Purpose: : RPE cells form part of the blood retina barrier where they can potentially regulate inflammatory responses. In this study we examined the expression of genes associated with inflammatory/immune processes to understand the role of RPE cells in immune diseases of the eye.

Methods: : ARPE–19 were grown in RPMI containing 2% FBS. RNA was isolated from the cells with TRIzol and purified using Rneasy (Qiagen). RNA with 280/260 ratio greater than 1.9 was labeled using the 3DNA Array 900 Kit (Genisphere). Cy3 and Cy9 labeled probes were hybridized to QuantArray–Human OHU28K oligo arrays which were then scanned on a GenePix 4000A scanner to be analysed using GenePix software Version 4.0 (Axon Instruments). Gene clustering was done with Cluster v2.20 and TreeView v1.60 software (EisenLab, UC Berkley), and GO classification performed using LocuLink database (NCBI). Thresholds were > 2–fold expression changes in at least three arrays.

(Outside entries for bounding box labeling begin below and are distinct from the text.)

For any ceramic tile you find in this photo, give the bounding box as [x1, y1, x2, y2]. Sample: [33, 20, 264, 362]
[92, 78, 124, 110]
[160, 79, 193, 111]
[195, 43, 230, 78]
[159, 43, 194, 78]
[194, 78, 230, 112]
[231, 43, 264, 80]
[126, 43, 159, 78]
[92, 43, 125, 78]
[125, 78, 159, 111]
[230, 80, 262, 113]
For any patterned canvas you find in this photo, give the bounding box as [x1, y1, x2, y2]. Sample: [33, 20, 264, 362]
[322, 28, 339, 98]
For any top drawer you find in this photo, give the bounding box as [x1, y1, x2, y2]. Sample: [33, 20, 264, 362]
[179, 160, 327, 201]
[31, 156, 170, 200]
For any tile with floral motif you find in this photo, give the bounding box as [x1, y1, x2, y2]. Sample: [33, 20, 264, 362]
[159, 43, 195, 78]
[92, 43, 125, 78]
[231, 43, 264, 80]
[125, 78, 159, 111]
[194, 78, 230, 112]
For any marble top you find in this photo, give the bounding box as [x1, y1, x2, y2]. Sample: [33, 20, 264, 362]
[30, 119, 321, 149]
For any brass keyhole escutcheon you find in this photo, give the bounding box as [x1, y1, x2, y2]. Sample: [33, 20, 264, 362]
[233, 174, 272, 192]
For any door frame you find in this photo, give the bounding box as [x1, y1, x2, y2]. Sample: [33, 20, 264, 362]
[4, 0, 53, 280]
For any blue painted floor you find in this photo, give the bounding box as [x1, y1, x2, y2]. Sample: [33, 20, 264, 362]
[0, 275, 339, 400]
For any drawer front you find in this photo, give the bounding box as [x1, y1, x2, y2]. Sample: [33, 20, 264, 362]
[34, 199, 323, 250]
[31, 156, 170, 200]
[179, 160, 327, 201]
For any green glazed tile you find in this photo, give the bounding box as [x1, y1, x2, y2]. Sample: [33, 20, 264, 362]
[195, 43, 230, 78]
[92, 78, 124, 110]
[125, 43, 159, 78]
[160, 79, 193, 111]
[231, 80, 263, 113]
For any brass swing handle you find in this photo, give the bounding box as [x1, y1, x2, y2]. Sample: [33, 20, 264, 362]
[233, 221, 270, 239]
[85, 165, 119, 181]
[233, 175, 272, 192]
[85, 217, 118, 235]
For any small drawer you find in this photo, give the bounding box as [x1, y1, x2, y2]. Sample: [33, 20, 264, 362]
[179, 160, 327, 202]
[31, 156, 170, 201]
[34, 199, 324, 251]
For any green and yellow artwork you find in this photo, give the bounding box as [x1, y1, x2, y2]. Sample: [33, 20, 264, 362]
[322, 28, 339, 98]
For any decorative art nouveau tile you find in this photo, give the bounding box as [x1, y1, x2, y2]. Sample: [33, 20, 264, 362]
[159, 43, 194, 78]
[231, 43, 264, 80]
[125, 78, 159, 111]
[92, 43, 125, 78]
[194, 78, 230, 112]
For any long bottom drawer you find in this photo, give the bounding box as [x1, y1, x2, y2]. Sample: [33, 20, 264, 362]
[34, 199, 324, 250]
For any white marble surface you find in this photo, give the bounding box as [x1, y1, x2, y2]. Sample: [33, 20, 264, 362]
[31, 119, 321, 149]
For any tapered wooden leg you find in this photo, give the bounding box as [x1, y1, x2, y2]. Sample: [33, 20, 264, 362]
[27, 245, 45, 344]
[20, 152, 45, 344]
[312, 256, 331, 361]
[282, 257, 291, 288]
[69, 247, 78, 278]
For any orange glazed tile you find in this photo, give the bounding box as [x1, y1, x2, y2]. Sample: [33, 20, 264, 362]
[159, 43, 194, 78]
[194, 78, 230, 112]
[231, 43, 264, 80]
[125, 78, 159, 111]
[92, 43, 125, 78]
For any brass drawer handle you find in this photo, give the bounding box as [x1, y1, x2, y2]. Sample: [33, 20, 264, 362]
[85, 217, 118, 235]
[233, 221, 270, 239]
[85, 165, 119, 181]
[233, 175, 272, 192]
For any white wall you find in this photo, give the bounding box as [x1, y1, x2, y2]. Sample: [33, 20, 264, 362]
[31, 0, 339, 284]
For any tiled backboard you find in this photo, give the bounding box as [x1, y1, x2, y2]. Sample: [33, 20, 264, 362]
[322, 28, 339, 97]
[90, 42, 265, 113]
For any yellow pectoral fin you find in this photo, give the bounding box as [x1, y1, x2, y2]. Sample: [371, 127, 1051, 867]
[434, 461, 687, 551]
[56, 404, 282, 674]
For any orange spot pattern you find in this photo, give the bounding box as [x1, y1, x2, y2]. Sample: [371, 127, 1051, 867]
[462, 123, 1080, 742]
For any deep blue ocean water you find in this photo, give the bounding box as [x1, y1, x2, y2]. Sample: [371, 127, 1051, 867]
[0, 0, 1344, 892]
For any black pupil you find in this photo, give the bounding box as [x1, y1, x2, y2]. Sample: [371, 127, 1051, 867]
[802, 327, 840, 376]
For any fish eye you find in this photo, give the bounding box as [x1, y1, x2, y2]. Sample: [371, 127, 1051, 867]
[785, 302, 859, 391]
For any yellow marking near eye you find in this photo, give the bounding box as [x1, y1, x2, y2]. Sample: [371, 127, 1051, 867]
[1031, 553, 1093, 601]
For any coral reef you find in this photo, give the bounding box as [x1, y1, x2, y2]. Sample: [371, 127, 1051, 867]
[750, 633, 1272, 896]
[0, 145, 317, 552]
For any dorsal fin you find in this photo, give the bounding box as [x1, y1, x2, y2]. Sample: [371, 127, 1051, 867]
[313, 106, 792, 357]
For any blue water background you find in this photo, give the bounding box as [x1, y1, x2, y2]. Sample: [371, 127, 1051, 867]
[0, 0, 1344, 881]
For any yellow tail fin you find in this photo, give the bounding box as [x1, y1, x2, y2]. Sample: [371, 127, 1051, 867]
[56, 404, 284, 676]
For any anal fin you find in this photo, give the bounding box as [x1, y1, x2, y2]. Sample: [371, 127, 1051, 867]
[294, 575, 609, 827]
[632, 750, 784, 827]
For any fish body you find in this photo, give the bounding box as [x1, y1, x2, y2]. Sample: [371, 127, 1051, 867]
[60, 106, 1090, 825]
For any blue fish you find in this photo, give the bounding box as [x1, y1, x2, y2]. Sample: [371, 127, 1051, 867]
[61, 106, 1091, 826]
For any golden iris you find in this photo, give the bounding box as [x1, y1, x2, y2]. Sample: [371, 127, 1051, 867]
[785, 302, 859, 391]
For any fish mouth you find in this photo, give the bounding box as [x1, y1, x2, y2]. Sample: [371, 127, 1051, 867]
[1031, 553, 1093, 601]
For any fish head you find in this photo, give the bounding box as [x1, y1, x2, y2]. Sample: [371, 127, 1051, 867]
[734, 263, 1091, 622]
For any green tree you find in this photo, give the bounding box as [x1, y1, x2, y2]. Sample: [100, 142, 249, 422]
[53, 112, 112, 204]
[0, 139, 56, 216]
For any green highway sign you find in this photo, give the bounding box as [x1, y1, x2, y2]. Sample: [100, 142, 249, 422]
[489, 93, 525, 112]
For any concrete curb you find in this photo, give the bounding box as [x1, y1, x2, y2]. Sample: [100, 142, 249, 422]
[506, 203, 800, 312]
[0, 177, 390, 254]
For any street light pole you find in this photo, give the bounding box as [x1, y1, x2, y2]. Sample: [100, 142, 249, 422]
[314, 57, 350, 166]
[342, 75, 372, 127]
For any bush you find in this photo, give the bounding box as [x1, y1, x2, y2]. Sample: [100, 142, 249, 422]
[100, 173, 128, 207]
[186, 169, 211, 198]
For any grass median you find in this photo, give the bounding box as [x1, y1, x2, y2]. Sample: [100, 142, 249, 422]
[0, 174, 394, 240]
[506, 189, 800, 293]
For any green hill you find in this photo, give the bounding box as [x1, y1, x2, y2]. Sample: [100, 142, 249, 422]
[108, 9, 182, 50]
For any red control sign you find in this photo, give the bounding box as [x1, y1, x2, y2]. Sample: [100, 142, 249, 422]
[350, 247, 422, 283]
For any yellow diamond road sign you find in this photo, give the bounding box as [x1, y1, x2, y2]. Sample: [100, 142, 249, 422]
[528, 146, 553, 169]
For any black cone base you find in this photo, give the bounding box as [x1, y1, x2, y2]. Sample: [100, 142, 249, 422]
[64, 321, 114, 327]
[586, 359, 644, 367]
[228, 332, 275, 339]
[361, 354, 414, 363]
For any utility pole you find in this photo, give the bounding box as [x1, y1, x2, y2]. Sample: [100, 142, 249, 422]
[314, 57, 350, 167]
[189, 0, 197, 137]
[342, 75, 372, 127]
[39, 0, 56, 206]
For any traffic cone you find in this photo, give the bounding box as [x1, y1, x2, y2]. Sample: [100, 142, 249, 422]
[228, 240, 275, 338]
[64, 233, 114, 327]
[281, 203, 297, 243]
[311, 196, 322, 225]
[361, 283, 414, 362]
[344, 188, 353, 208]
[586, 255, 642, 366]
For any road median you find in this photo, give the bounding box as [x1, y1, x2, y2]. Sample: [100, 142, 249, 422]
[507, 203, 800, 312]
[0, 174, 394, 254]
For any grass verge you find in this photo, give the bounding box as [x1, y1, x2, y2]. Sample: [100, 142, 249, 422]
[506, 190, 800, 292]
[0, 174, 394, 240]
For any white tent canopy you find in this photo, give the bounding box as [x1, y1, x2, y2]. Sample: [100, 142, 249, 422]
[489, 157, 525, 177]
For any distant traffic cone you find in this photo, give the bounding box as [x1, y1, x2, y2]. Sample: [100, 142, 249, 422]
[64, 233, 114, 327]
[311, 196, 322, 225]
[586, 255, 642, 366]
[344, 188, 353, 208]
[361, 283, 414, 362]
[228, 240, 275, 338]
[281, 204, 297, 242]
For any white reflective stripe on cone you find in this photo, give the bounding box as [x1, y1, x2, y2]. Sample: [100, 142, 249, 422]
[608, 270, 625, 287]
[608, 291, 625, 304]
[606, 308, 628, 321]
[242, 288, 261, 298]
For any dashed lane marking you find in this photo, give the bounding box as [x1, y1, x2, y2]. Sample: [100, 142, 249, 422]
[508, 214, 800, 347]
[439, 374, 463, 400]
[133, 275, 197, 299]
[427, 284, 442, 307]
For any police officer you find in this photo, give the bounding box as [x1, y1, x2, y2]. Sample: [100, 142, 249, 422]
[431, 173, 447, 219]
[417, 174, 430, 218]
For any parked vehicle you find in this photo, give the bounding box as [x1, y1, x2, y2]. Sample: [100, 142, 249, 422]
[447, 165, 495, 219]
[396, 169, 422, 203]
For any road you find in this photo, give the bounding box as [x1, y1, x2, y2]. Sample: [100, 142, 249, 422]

Results: : Several large clusters of genes that play an important role in the induction and regulation of immune/inflammatory responses were expressed in the RPE cells. These include surface glycoproteins involved in T–cell activation and proliferation, chemokines involved in leukocyte recruitment and regulation of chronic inflammation, Complement components, Interleukins, T cell activation proteins, and Macrophage Differentiation Factors. The RPE cells also expressed a cluster of chemokine receptors and a large group of G–protein coupled receptors associated with immune function. Other large clusters of receptors including IFN, IL, leucocyte, and NK cell immunoglobulin receptors were also expressed by the RPE. A group of 5 Toll–like receptors that play a central role in pathogen recognition and activation of innate immunity were detected on the RPE arrays as well.

Conclusions: : The results show that several potent inflammatory mediators and hematopoietic cell markers are expressed by RPE cells and provide evidence that the pigmented epithelium may regulate immune responses during ocular inflammation. These expression markers may also aid in the identification of RPE cells during pathological processes in the eye.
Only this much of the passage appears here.